Current technologies for assessing corrosion damage in downhole tubing and casing strings have several limitations. Under certain conditions, mechanical, electromagnetic and ultrasonic tools can be run inside a downhole tubing string to quantify corrosion and wall loss in that string. But these tools, at best, may only be able to qualitatively assess the condition of tubing strings which are in contact or close proximity to the tool. In wells that develop communication between the production/injection tubing and casing and allow ingress of potentially corrosive fluids into the annulus, the ability to effectively assess the condition of the production casing is important. This knowledge can drive critical decisions around well operating limits, surveillance programmes, workovers, or abandonment operations.
This paper describes the results of corrosion modelling and testing conducted on carbon steel to understand the extent of internal corrosion damage expected on a production casing string when sour gas enters the tubing-casing annulus through a leak source. A wide range of conditions including various hydrogen sulfide (H2S) and carbon dioxide (CO2) concentrations were modelled using proprietary corrosion modelling software. Laboratory tests on corrosion coupons were also performed and compared to the model results.
Key findings around the expected corrosion potential of production casing exposed to sour gas include:
Corrosion rates are generally low over a wide range of H2S concentrations. The presence of H2S reduces the general corrosion rate by forming a protective iron sulfide (FeS) scale.
Corrosion rates are sensitive to the chemical composition of the water in the annulus. Higher bicarbonates levels significantly reduce corrosion rates.
General corrosion rates in a sweet gas environment with CO2 can be very high because of the discontinuous nature of iron carbonate scale formed at test conditions.
This case study demonstrates how corrosion modelling can be used with laboratory testing to provide reliable insight about the condition of tubulars which cannot be directly measured.

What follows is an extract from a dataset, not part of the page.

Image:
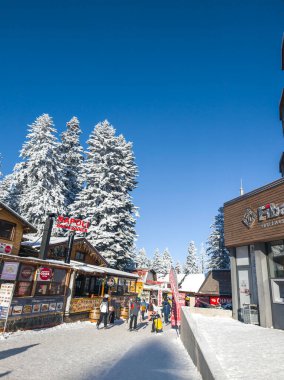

Corrosion assessment of downhole components in general is recognised as a major challenge faced by the oil and gas industry. Understanding corrosion of carbon steel in sour downhole environments is critical for ensuring asset integrity. Sour corrosion, or CO2/H2S corrosion is a complex process that is affected by many factors, including temperature, pressure, sour gas composition, flow regime, flow shear, and water chemistry. Over time the industry has studied, discussed and documented different types of corrosion mechanisms and corrosion management solutions.1–3 The limits in inspecting and monitoring the onset of corrosion have also been explored and recognised. One of the notable technology limits that the industry struggles with today is the ability to monitor the condition of concentric casing strings in a well.
Existing multi-finger caliper tools can give direct quantitative mechanical measurement of the inner tubing walls. The caliper readings then can be translated into wall thickness readings, with assumptions around the external condition of the tubing, but these assumptions often entail a high degree of uncertainty.